En 1903, la course Paris-Madrid est une véritable hécatombe, tant chez les pilotes et mécaniciens que dans la foule qui jalonne le parcours. A Bordeaux, le gouvernement interrompt la course et seule la catégorie Tourisme est autorisée à poursuivre jusqu'à Madrid. Une Chenard et Walcker atteint Madrid sans la moindre défaillance, et reviendra à Paris de la même manière. Etant donné les circonstances, il n'y aura pas de classement. Pour autant, Chenard et Walcker hausse sa réputation. Une victoire sur la course New Dehli - Bombay fait rayonner le prestige à l'étranger, tant et si bien que le Prince de Galles choisit une de ces voitures pour son périple en Inde.

Le développement est tel que la transformation de la petite société en société anonyme est indispensable. La levée de fonds permet de quitter l'atelier d'Asnières pour s'installer dans une usine à Gennevilliers. La capacité de production est alors de 250 châssis par mois. En 1909, un jeune ingénieur, Jean Retel, est embauché avec pour tâche de réorganiser administrativement la société tandis qu'Henri Toutée, ingénieur également, est chargé de la conception des voitures.

C'est ainsi qu'apparaissent les premiers moteurs à culasse en aluminium, le graissage forcé des bielles et vilebrequin, la boite à quatre rapports. Ainsi, Chenard & Walcker est une marque à la pointe de la technologie, communiquant grandement sur ce thème, sur la qualité de construction, le silence de fonctionnement.

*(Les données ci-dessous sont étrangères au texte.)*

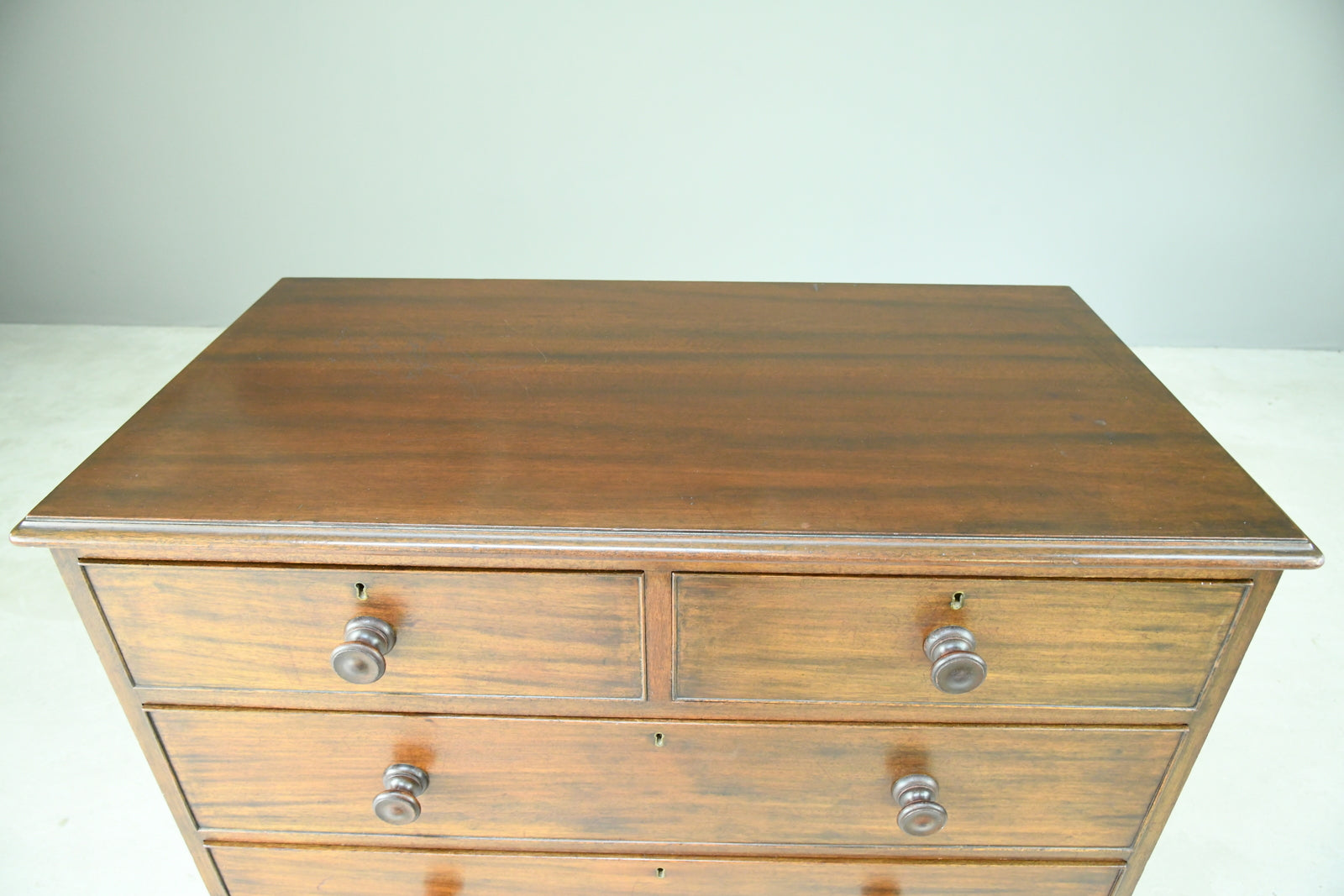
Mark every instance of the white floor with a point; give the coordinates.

En 1912, il y a cinq modèles dans la gamme dont la plupart son animé par un moteur 4 cylindres de 1,2 ou 1,5 litres. Mais cette même année, au mois de juin, Henri Walcker est hospitalisé pour une appendicite. Il décède malheureusement de cette opération le 20 juin, et emporte avec lui l'âme profonde de ses voitures.

Par la suite la marque suivra l'effort de guerre en fabriquant des obus et se relancera dans la production automobile ensuite. Elle remportera de très belles victoires aux 24 Heures du Mans (trois consécutives). Elle sera absorbée par Chausson en 1935. Chenard tentera de produire des voitures utilitaires à son nom après guerre, mais sera également absorbé pas Chausson en 1950. Il n'en restera que le fameux D3 au "nez de cochon" qui sera badgé Peugeot. et c'en sera fini d'un constructeur automobile français dont le savoir-faire dépassait de loin la concurrence.